Why? This simple restriction will make them think about their impulses and desires. What items do they reallywant? Which ones are less important?

They’ll learn to separate their actual desires from their fleeting impulses, and that’s a valuable thing to learn.

* * *

This idea carries forward into our adult lives.

There are many things I see in a given day that I would enjoy having, but the feeling is fleeting. I’ll see an interesting book on a blog that I read. I’ll hear about an interesting new board game at Community Game Night. I’ll notice a pack of gum at the checkout aisle.

If I gave into all of those impulses, I would be broke. Not only that, I would quickly become numb to the pleasure of something new.

I’ve learned that it’s far better to occasionally enjoy a splurge than it is to constantly splurge.

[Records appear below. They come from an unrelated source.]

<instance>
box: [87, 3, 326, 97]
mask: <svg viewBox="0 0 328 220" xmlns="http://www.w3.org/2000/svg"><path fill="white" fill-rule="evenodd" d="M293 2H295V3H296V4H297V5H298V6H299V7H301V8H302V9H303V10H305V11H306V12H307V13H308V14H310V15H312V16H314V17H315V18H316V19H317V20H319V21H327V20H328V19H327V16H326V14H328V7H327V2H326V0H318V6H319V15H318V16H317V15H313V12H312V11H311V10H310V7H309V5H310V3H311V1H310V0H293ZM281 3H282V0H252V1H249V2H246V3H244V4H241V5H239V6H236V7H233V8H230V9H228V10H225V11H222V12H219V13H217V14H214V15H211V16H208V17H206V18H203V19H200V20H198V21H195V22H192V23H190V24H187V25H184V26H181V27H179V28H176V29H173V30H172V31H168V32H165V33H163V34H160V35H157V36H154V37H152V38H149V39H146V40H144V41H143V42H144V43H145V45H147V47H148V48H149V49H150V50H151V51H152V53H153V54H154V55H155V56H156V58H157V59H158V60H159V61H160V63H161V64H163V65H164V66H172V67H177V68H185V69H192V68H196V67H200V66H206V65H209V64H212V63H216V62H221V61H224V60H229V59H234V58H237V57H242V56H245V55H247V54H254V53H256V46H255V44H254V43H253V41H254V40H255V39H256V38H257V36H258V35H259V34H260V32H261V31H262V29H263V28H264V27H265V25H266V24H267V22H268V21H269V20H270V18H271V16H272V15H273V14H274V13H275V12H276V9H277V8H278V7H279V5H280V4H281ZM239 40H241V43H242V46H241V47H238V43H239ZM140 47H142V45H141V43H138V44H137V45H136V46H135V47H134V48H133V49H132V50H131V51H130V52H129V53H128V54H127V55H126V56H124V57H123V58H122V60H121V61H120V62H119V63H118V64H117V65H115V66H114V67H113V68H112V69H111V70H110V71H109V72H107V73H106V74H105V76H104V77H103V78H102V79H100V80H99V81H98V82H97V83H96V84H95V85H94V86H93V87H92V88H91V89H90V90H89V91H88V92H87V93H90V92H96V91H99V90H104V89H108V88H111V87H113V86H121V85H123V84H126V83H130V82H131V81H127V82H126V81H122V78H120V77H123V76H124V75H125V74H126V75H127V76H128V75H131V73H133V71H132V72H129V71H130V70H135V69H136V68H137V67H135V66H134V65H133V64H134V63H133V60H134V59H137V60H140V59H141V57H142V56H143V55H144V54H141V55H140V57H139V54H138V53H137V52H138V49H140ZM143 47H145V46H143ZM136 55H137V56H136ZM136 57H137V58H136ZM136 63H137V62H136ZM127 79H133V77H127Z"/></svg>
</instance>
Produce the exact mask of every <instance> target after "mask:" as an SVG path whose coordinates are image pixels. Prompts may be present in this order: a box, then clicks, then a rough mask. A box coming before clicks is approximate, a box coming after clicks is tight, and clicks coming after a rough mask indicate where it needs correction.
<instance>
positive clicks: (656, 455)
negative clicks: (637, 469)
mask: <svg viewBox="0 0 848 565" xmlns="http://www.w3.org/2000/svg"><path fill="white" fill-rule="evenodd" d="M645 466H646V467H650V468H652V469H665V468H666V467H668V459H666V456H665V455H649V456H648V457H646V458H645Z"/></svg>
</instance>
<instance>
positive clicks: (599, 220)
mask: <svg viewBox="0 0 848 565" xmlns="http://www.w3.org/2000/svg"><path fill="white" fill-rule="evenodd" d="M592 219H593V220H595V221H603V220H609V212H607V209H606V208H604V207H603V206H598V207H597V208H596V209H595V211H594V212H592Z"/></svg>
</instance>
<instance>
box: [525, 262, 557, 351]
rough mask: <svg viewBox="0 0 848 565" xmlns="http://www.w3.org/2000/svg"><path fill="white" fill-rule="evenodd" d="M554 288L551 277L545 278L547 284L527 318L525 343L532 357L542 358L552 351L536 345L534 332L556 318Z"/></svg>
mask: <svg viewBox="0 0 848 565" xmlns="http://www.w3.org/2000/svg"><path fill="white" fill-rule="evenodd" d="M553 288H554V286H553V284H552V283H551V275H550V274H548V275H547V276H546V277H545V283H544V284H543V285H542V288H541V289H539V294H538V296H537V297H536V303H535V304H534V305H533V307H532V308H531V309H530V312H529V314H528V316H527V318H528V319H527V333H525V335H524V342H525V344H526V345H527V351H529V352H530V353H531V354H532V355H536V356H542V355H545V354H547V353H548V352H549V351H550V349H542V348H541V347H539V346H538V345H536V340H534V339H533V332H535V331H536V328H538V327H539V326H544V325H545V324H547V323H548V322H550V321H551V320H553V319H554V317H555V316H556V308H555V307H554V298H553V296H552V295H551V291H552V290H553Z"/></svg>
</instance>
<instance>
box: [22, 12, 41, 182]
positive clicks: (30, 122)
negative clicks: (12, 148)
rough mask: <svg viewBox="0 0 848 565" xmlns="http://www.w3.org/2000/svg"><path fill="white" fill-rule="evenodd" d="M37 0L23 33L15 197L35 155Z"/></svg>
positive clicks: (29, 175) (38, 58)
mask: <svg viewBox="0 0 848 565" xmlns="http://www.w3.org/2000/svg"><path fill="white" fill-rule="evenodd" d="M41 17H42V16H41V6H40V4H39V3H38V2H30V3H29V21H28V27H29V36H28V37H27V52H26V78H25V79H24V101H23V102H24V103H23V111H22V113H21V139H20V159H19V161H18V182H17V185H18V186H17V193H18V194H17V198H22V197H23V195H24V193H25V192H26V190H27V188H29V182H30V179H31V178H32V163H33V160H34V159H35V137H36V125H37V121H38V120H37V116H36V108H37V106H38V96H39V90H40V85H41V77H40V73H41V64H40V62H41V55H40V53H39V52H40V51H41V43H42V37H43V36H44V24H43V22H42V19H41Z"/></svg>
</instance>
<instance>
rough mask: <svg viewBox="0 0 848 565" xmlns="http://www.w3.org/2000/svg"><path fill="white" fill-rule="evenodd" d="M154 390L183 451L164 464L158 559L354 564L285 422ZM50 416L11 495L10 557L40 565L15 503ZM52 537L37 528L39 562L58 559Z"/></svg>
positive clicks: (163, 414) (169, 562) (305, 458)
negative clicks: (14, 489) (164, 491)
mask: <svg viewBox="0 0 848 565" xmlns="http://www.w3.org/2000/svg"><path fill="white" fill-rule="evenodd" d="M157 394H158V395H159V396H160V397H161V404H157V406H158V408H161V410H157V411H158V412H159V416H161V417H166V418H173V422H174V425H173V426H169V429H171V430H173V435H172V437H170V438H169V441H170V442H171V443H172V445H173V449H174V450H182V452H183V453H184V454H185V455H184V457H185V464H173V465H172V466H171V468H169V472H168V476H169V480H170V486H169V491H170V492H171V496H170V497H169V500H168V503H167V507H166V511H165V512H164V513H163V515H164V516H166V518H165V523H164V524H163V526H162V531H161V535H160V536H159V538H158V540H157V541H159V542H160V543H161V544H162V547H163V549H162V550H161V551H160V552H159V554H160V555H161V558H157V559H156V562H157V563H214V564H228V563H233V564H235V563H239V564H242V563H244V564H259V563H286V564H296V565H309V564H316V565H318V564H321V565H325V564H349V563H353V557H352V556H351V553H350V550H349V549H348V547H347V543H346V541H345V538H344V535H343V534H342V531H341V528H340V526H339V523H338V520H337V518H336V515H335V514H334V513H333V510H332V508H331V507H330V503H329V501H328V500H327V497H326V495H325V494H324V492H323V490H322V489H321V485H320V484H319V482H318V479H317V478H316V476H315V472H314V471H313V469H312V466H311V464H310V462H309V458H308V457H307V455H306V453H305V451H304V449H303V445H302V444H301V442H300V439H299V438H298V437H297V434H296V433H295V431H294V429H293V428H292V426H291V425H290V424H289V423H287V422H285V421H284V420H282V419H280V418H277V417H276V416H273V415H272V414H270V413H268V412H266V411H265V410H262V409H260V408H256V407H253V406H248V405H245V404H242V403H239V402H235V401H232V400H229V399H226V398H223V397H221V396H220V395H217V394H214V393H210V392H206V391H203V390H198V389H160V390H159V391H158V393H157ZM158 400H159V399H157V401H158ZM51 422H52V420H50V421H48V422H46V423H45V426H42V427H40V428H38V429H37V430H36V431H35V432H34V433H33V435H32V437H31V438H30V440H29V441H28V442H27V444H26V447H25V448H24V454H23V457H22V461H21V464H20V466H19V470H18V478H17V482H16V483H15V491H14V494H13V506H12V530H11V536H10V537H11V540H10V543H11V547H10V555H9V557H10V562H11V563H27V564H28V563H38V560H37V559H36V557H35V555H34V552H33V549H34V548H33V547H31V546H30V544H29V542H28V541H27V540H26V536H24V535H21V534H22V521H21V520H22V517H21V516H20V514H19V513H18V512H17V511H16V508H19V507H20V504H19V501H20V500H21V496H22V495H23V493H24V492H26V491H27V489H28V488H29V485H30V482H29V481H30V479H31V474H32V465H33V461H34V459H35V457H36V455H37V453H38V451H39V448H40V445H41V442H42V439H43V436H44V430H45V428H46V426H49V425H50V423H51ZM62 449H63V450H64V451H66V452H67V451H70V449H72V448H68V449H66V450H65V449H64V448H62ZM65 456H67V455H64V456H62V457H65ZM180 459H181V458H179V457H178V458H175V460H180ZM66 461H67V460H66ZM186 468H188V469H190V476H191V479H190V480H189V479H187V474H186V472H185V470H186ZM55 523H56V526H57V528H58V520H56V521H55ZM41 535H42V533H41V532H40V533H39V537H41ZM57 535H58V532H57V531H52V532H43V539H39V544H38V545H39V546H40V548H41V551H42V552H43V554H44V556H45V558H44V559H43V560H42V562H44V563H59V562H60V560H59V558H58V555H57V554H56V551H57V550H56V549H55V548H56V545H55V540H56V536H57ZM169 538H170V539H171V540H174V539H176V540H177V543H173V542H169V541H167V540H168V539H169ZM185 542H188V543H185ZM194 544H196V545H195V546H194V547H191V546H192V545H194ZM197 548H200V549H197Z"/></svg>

For starters, being patient and slow with the splurges allows me to filter out the things I actually want versus the things that are short-term impulses. For example, going to a coffee shop is almost always a short-term impulse, so I very rarely do it (usually only in a social situation).

It also helps me appreciate the splurges. Instead of gorging on constant small impulses until I’m numb to the joy of a splurge, I spread them out a bit and enjoy the anticipation.

There’s also the factor of gaining a financial edge. The fewer splurges I have, the less I spend. The less I spend, the more money I have for the future.

Will all of this pay off for our children? I think, to some extent, one has to experience these things to really appreciate them, but we can certainly do our best to lead them down the right path.